Called the “MakerLab,” it offers students and professors the chance to work with their hands and their imaginations to create something using new technologies like 3D printing.
“I was introduced to the concept of ‘making’ and got to see all of the great resources available on campus for our students and faculty — all free of charge,” Davis said.
In addition to 3D printing, the lab includes resources for creating videos or podcasts and equipment that can be used to create digital media for patient education.
“It’s a combination of problem solving, practical skill, and creativity,” Davis said. “Making allows you to take the great ideas you have and bring them to life where you can touch them, test them, and make them even better.”

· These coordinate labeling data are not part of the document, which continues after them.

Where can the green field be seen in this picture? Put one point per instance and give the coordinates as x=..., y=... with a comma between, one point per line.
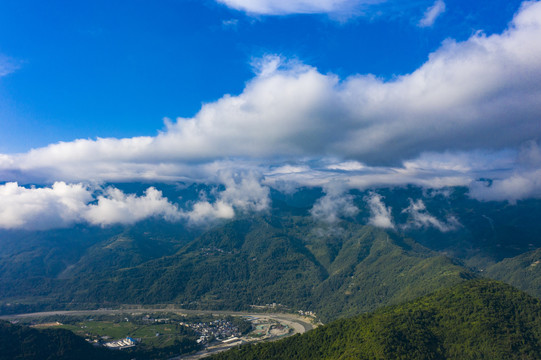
x=167, y=333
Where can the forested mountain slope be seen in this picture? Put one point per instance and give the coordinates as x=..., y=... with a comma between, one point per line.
x=477, y=319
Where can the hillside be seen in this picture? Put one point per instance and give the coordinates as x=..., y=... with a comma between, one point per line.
x=269, y=260
x=24, y=343
x=523, y=271
x=285, y=255
x=477, y=319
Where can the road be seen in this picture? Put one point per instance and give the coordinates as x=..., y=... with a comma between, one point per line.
x=298, y=323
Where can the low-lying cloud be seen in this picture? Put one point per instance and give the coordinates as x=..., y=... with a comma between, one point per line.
x=335, y=205
x=63, y=205
x=432, y=13
x=380, y=215
x=419, y=217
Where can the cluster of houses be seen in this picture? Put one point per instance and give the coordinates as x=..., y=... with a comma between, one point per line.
x=222, y=330
x=125, y=343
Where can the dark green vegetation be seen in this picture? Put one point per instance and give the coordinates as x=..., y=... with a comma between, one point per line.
x=22, y=342
x=283, y=256
x=287, y=257
x=477, y=319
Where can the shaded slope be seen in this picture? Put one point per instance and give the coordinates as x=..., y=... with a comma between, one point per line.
x=22, y=342
x=284, y=260
x=523, y=271
x=478, y=319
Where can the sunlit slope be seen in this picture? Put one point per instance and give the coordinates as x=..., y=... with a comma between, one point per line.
x=477, y=319
x=338, y=270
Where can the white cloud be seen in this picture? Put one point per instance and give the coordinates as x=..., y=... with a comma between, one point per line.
x=283, y=7
x=42, y=208
x=336, y=204
x=432, y=13
x=243, y=193
x=63, y=205
x=442, y=122
x=380, y=215
x=523, y=182
x=115, y=207
x=421, y=218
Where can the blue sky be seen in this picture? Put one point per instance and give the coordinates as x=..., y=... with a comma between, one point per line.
x=117, y=68
x=252, y=94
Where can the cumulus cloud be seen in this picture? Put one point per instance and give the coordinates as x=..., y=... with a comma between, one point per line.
x=380, y=215
x=283, y=7
x=470, y=99
x=42, y=208
x=421, y=218
x=522, y=182
x=336, y=204
x=243, y=193
x=432, y=13
x=63, y=205
x=115, y=207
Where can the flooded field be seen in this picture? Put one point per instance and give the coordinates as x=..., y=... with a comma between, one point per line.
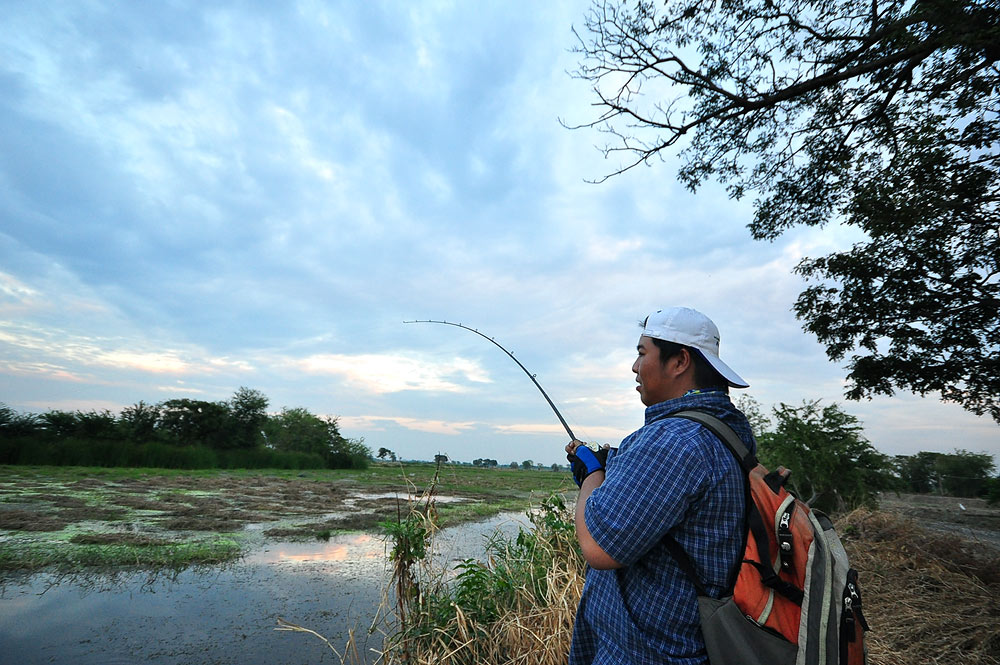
x=304, y=548
x=217, y=614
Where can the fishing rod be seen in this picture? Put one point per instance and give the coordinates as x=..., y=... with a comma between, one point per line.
x=530, y=375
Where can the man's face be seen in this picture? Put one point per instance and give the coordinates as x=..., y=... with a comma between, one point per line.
x=656, y=384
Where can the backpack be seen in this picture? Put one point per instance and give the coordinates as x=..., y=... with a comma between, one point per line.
x=794, y=597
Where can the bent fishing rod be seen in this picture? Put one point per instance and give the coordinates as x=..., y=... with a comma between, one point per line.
x=525, y=369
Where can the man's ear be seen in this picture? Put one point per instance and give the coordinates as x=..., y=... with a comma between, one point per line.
x=681, y=362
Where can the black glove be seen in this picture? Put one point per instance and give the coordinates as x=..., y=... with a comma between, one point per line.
x=585, y=461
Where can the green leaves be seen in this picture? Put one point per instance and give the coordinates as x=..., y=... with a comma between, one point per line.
x=833, y=466
x=882, y=117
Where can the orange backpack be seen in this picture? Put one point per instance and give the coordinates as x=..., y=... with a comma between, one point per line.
x=795, y=598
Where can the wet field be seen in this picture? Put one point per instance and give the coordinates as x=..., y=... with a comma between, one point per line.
x=312, y=555
x=218, y=614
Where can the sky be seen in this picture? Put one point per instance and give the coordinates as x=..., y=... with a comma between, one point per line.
x=196, y=197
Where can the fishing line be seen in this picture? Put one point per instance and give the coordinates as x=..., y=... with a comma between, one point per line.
x=525, y=369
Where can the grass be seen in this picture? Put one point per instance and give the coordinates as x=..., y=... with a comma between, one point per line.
x=187, y=516
x=85, y=553
x=929, y=597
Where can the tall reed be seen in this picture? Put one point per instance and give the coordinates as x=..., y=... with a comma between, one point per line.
x=517, y=606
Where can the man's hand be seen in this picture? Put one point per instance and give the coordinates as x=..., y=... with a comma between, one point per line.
x=584, y=461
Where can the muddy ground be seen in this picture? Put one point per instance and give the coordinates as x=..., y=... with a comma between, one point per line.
x=973, y=519
x=145, y=510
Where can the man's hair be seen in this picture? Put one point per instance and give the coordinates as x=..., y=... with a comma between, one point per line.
x=705, y=375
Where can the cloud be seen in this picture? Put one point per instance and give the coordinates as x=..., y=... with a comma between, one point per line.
x=390, y=373
x=430, y=426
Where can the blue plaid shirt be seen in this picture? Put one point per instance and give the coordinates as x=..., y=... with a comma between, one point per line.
x=671, y=476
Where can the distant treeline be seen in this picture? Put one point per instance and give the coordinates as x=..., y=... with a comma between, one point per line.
x=181, y=434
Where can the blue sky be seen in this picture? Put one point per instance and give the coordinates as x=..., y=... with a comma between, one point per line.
x=196, y=197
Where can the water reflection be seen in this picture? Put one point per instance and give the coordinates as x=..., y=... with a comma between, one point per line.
x=218, y=614
x=338, y=548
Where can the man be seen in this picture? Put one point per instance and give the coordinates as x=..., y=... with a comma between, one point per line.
x=672, y=477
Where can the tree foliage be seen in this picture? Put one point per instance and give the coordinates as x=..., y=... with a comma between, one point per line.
x=879, y=115
x=833, y=466
x=181, y=433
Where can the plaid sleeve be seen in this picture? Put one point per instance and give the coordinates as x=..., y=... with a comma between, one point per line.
x=648, y=489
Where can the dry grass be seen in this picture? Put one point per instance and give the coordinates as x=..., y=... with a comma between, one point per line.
x=929, y=597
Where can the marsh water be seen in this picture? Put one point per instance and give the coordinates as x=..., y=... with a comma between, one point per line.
x=220, y=614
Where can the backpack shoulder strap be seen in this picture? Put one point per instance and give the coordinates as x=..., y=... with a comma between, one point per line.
x=747, y=461
x=725, y=433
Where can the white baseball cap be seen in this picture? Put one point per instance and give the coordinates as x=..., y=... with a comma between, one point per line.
x=683, y=325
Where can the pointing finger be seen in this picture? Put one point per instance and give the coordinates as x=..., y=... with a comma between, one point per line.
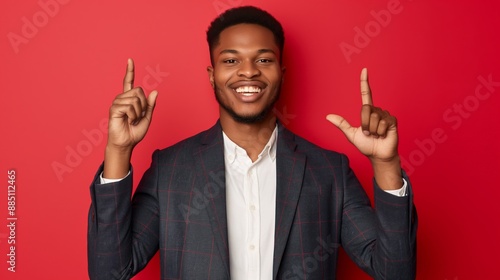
x=366, y=93
x=128, y=80
x=343, y=125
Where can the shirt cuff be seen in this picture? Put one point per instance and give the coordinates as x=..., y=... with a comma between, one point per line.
x=107, y=181
x=399, y=192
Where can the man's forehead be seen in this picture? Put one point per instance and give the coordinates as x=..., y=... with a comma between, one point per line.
x=247, y=35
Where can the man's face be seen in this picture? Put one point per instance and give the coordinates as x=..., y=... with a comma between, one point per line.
x=246, y=75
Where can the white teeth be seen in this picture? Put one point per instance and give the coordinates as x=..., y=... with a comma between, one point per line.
x=248, y=89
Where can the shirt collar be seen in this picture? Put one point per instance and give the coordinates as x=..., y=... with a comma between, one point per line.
x=231, y=150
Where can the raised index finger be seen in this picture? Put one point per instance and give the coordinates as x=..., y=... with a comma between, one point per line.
x=128, y=80
x=366, y=93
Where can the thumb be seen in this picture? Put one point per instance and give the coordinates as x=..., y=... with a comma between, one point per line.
x=342, y=124
x=151, y=104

3D printing in particular is a technology that can be used to make anything from toys to complicated body parts like the hearts that will be constructed by the RT students. Simply put, the equipment allows users to create three dimensional images by adding individual layers of material until the object is completed.

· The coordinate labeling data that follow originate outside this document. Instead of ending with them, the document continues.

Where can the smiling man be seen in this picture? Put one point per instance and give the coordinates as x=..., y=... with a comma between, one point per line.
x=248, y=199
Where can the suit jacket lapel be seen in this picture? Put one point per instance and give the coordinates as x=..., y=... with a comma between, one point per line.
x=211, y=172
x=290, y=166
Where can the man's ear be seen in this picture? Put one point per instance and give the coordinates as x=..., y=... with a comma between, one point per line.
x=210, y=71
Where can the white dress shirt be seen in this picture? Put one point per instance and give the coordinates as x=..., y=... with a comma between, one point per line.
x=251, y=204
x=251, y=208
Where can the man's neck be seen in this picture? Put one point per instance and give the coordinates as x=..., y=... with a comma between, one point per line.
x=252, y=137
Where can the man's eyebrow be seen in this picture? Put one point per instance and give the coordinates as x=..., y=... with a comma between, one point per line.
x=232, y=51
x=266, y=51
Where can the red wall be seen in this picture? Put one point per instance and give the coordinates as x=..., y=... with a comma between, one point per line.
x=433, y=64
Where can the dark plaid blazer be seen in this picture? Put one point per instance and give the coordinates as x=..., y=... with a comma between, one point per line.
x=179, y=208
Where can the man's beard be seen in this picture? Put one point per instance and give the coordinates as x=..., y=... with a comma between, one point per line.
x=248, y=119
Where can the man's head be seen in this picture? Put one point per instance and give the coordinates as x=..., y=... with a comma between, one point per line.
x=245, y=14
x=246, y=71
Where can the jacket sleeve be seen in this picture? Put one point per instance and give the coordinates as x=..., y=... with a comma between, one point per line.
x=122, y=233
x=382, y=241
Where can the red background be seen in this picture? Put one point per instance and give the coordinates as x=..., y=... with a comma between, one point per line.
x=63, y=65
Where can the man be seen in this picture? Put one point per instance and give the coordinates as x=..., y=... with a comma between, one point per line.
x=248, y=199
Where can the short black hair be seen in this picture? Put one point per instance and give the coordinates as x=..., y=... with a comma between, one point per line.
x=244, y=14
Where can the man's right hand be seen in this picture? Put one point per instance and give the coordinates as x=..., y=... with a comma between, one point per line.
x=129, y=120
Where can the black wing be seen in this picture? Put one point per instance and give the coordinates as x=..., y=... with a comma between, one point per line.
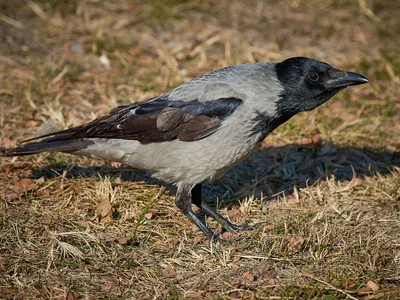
x=156, y=120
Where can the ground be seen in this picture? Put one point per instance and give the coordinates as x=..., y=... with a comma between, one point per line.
x=327, y=182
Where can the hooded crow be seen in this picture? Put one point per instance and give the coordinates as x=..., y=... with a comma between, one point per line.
x=202, y=128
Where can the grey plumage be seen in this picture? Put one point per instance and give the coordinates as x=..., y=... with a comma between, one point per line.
x=204, y=127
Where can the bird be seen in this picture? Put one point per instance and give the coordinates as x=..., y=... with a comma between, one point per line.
x=202, y=128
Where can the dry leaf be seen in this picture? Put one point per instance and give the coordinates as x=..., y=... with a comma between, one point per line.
x=316, y=138
x=125, y=240
x=236, y=258
x=2, y=261
x=349, y=283
x=108, y=286
x=192, y=294
x=208, y=296
x=295, y=243
x=372, y=285
x=196, y=240
x=148, y=216
x=228, y=235
x=364, y=291
x=171, y=271
x=7, y=143
x=25, y=184
x=104, y=211
x=248, y=276
x=273, y=281
x=72, y=295
x=83, y=223
x=6, y=293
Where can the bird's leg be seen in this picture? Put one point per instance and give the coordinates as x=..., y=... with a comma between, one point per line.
x=226, y=224
x=183, y=201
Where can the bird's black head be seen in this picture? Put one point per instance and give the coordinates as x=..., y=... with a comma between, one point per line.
x=308, y=83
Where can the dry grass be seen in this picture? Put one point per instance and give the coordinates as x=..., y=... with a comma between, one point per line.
x=73, y=228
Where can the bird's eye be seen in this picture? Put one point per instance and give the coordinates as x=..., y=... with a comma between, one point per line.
x=313, y=76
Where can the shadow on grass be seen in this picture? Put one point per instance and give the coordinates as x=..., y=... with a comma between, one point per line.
x=270, y=170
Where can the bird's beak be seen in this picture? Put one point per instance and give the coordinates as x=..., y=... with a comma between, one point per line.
x=341, y=79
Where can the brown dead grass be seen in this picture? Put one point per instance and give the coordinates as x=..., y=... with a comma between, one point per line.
x=70, y=230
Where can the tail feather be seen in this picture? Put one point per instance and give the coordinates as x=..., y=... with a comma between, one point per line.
x=47, y=145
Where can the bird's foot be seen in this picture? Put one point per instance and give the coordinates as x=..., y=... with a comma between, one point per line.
x=226, y=224
x=245, y=226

“The material is fed into the machine, melted, then deposited onto the plate where the object is created layer by layer,” says Davis.
The National Institutes of Health (NIH) hosts a free online program called 3D Print Exchange that features thousands of ready-to-print files ranging from DNA sequences to body parts. Davis believes the technology holds great potential, not only for medical education, but also for clinical treatment.
“The possibilities are endless,” Davis said. “Outside of the NIH 3D Print Exchange, software exists that can transform various digital media such as CT scans, MRI, etc. into a 3D printing file. We can scan a patient and recreate their exact anatomy quickly, cost effectively, and with extreme accuracy and detail.”
Those models could be invaluable in complex cases. For example, a 3D replica of an anatomical defect that captures the intricate detail of the nerves and vasculature could be created to guide a surgery.
“Imagine how useful that could be in preparing surgeons for a challenging surgical case before they even pick up a scalpel,” Davis said.
Labor of love
The RT students who will take part in the 3D printing exercise will receive a quick training session in the MakerLab before dividing into small groups to create their normal hearts and heart defects.
“Defects are being assigned because, at the time of printing, this will be new information to the students,” Davis said. “They are printing the hearts in advance to use as a supplement to their learning when the time comes.”
She says she spent much of the fall semester working with Amy Vecchione, head of emerging technology and experiential learning at Boise State, to get up to speed on the new technology and perfect the files the class will be using.
“This project has certainly been a labor of love,” Davis said.
Seeking the “ah-ha” moment
It’s also the first time 3D printing will be used by the respiratory program, although other departments on campus have used it before, with great success.
“Elsewhere on campus, students who had access to 3D printed models scored significantly higher when tested on that content compared to students who did not have access to the models,” Davis said.
She believes the biggest benefit for her students, however, will be the ability 3D printing gives them to better understand a difficult concept.
“Countless studies have shown us that engagement, application, and critical thinking are all significantly higher when active-learning strategies are used,” Davis said. “In the past, students have had to learn about neonatal heart defects through reading, discussion, and computer animation.”
Creating 3D printed hearts in the MakerLab will give her students a physical model of each of the main heart defects. They’ll get to see and touch them while engaging in classroom discussion about the challenges each defect presents in terms of oxygenation and ventilation.
“If just one of my students has an ‘ah-ha’ moment from working with their 3D printed heart, then all of my hours spent preparing for this project have been worth it,” Davis said.